Treatment of fresh fecal samples
After obtaining informed consent from the participants or their parents, sterile fecal sample boxes (30 mL, 91 mm × Φ24 mm) provided by BioRexin Ltd (Shanghai, China) were used to collect the samples. A minimum of 3 grams of intermediate stool, characterized by low food residue and minimal air exposure post-defecation, was promptly selected and clearly labeled with the participant’s information. The collected samples were stored at 4°C and processed within 4 hours. The stool samples were then diluted in a ten-fold volume of PBS inside a fume hood and filtered to remove large particles using a 55 mm × 28 mm 300-mesh fecal sieve processor manufactured by Hua Tuo Co. (Shanghai, China) [22].

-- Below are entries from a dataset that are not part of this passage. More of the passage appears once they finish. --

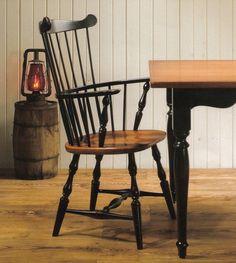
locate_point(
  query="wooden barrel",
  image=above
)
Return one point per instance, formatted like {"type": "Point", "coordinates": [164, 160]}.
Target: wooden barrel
{"type": "Point", "coordinates": [36, 140]}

In vitro simulated fermentation of gut microbiota
To prepare YCFA medium, the following were dissolved in water: 4.5 g/L yeast extract, 3.0 g/L tryptone, 3.0 g/L peptone, 0.4 g/L bile salts, 0.8 g/L cysteine hydrochloride, 4.5 g/L NaCl, 2.5 g/L KCl, 0.45 g/L MgCl2, 0.2 g/L CaCl2, and 0.4 g/L KH2PO4. Additionally, 1.0 mL of Tween 80, 1.0 mL of resazurin, and 2.0 mL of trace element solution were added. The mixture was then boiled and nitrogen was vented through it to maintain anaerobic conditions in the liquid medium. 4.5 mL of the medium was dispensed into 10 mL vials using a peristaltic pump manufactured by Longer Co., Ltd (Baoding, China). The vials were then sealed and autoclaved at 115°C and 101 kPa for 15 min using a heated pressure steam sterilizer manufactured by Shen An Co., Ltd. (Shanghai, China) [23]. The huangjing (HJ) group was treated with the power of Polygonati Rhizoma (0.1 g/5 ml of YCFA medium), while the control (CK) group with no additions to their YCFA medium.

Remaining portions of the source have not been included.